Adopting to Customer Demand:  In Lean, you need to talk a lot about meeting customer demand. The conversation turns to cycle time. What does customer actually want? Following the needs of the customer and testing ideas are the bread and butter of Lean Startups. The pace required for creative development seems to be reaching new heights all the time and emerging technology push this trend forward. The key point is that the pull system extends outside the organization with the customer as the ultimate destination of the value stream. But, what does a pull signal from a customer look like and how do you respond to it? This is a matter of engagement. So, you must constantly seek feedback when developing the product. This 5 step process that any business might find useful,
   1. Emphasize: Get to know your customer through direct interaction so that to understand the customer needs and experiences.
   2. Define: Define the problem of your customer is experiencing that your product could solve or define the unfulfilled need of your product could provide.
   3. Ideate: Explore a wide range of possible product ideas based on what you have learned about your customer.
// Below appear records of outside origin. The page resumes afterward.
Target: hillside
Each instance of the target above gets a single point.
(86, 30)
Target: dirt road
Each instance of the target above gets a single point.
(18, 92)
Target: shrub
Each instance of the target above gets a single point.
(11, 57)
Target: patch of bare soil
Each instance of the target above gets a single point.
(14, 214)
Get a wide range of insight and input from the team.
  4. Prototype: Select one idea from the previous step and turn it into a working prototype. It can be a physical activity or object that the customer can interact with the real world.
  5. Test: Evaluate your assumptions about the customer needs and wants by giving them a chance to interact with a prototype. You can continue development along the current course or change the idea depending on the results of customer interaction.

Stakeholder Mapping: Stakeholders are any group or organization or collection of individuals that have an interest in activities of a business or organizations that are affected by the actions. They have interests and concerns relating to the business. There are Internal and External stakeholders. The internal stakeholders are the employees and the owners. The external stakeholders are those who have contact with business but don't actually work in it(ex, customers, suppliers, government, and others). The stakeholder mapping is a visual way of showing in relation to their power and interest.